Inba is a rough character who works under Priya's brother, Malai Ganesan, as a bodyguard of Priya. Priya is an usurious girl, spending most of the time with her friends and absenting herself from the college several times. Hence Malai Ganeshan employs Inba, his faithful servant to guard Priya's activities. Priya insults him several times since she was not interested in somebody guarding her all the time. Priya falls for Inba, but he rejects it. In the meantime, Malai Ganeshan learns of the love affair and opposes it by beating up Inba. Inba opens a flashback about his love for a girl named Jyothi in school and the rest of story describes how Priya makes him understand his love and finally succeeds in his love after overcoming the hurdles and obstacles laid by Malai Ganeshan.

== Soundtrack ==
The music was composed by P. B. Balaji, in his debut.

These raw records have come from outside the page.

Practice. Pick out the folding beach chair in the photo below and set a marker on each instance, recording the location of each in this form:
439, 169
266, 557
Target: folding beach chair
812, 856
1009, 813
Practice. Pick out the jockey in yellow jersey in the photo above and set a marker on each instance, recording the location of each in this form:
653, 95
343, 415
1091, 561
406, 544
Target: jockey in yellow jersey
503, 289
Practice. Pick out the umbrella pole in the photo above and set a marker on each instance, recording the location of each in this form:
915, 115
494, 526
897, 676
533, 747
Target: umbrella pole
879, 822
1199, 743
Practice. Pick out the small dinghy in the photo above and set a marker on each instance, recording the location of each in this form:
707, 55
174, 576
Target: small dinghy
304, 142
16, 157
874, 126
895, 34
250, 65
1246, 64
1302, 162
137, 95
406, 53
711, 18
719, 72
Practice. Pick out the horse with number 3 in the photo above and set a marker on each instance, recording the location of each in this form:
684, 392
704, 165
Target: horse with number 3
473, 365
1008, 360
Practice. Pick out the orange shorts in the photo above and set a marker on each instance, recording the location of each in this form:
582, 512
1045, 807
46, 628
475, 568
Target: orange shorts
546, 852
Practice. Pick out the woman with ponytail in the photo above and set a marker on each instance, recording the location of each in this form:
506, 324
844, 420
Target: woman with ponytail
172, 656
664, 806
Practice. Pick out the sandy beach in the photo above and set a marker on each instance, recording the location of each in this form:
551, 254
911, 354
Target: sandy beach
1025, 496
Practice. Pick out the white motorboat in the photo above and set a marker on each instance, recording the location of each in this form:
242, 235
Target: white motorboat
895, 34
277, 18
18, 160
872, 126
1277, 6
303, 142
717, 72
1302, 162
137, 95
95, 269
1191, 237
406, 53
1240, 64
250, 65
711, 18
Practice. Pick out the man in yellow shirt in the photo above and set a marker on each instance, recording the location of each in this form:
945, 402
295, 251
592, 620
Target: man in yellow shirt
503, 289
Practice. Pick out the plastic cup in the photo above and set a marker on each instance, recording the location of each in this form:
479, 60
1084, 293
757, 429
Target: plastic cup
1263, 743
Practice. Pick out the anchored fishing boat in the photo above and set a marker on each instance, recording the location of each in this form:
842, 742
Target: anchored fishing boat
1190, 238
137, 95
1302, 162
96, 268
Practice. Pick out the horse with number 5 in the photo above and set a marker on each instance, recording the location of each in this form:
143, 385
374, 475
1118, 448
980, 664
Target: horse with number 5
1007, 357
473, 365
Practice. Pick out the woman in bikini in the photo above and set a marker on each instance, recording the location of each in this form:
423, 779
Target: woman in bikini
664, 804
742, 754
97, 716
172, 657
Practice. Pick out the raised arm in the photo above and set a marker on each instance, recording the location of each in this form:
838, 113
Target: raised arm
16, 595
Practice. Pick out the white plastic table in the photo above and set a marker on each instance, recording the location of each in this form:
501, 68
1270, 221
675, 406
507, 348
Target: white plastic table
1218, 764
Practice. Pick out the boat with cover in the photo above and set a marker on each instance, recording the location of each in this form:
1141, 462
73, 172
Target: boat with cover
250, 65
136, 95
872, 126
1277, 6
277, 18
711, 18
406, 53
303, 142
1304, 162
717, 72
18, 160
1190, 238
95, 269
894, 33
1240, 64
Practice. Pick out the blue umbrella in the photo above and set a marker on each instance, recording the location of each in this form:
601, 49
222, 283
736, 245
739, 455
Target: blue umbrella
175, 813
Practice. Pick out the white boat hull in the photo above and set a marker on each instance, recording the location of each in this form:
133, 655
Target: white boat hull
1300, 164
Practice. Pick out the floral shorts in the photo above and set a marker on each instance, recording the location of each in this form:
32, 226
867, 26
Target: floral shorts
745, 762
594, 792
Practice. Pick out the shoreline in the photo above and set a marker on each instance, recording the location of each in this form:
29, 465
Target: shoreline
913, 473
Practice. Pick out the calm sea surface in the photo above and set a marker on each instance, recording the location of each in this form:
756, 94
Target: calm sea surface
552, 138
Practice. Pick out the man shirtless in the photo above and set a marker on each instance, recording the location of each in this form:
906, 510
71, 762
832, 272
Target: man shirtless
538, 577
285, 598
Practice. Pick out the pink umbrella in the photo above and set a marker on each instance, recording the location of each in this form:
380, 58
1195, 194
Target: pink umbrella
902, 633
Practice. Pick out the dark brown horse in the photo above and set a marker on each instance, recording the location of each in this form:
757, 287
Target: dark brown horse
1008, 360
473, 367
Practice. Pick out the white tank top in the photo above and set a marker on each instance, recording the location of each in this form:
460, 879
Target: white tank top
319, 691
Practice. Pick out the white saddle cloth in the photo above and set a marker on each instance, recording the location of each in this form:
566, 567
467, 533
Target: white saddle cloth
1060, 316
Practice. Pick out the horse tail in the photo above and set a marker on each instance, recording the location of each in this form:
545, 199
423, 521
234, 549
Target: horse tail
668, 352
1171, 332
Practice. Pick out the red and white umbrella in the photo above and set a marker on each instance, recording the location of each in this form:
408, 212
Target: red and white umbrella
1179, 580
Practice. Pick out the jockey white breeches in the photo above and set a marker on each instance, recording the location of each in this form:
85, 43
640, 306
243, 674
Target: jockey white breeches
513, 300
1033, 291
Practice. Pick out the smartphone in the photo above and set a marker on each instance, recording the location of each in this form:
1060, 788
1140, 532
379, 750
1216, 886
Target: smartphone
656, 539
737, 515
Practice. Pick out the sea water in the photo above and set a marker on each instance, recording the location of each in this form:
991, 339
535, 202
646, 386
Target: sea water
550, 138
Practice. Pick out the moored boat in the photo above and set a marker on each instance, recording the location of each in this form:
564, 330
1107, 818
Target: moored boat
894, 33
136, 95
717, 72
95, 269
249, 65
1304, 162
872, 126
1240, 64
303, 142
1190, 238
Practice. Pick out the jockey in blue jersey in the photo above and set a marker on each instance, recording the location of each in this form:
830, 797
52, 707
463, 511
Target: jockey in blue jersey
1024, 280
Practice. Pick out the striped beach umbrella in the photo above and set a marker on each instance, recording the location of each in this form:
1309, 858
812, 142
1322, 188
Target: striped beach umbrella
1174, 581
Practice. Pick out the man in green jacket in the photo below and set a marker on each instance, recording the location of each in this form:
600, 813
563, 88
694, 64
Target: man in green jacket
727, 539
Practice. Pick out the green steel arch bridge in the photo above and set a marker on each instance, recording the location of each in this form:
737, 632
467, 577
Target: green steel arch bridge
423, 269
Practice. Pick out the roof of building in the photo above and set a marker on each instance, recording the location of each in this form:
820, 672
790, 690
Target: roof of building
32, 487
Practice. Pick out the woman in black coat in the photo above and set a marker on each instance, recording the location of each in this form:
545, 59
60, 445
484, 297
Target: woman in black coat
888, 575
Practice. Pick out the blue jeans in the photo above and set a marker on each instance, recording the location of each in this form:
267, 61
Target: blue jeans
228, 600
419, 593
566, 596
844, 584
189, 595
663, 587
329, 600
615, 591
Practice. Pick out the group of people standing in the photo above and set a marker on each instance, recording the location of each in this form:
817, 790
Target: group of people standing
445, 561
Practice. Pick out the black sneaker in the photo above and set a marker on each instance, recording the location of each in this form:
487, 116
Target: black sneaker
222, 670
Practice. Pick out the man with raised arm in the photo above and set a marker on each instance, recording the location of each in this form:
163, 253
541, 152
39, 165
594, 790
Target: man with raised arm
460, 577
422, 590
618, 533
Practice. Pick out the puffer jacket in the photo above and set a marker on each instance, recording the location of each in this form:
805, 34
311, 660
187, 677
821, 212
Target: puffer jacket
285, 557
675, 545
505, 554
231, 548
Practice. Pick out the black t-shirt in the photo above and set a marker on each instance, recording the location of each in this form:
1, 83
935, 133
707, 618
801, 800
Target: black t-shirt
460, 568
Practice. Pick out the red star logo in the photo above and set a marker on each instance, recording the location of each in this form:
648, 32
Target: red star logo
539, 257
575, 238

| Title | Singer(s) | Length |
|---|---|---|
| "Alankatti" | Tippu, Pop Shalini | 05:14 |
| "En Vizhigal Meethu" | Shreya Ghoshal, Naresh Iyer | 05:05 |
| "Kabul Nattu" | Suchitra, Chorus | 04:48 |
| "Yaro Yaro" | Karthik, Chinmayi | 05:12 |
| "Mayakalli" | Jassie Gift, Anuradha Sriram | 04:39 |
| "Soora Thenga" | Mahesh Panjanathan | 04:51 |

== Release and reception ==
Inbaa was released on 21 March 2008, Good Friday. A critic from Rediff.com gave the film a rating of one out of five stars and wrote that "Everybody spouts the standard lines (what was dialogue-writer Subha thinking?) and once the climax is done, you heave yourself off the cramped seats with relief". Sudhish Kamath from The Hindu wrote that "By all means, go for Inba. It's the most inspiring piece of Tamil cinema. If this chap can make a movie, so can you". A critic from Sify gave the film a verdict of below average and wrote that "The film fails to entertain as the twists and turns are predictable, the Shaam- Sneha romance leaves you cold, and music of P.B Balaji is worth a snore not even one humable number. It is another banal formula film to be avoided". Cinesouth gave the film a negative review.

Following the success of Kick, also featuring Shaam, Inbaa was partially reshot in Telugu as Neelo Naalo with actors Sunil and Junior Relangi. The Telugu version was directed by Nandhu and featured Kothapalli Ramakrishna as the cinematographer.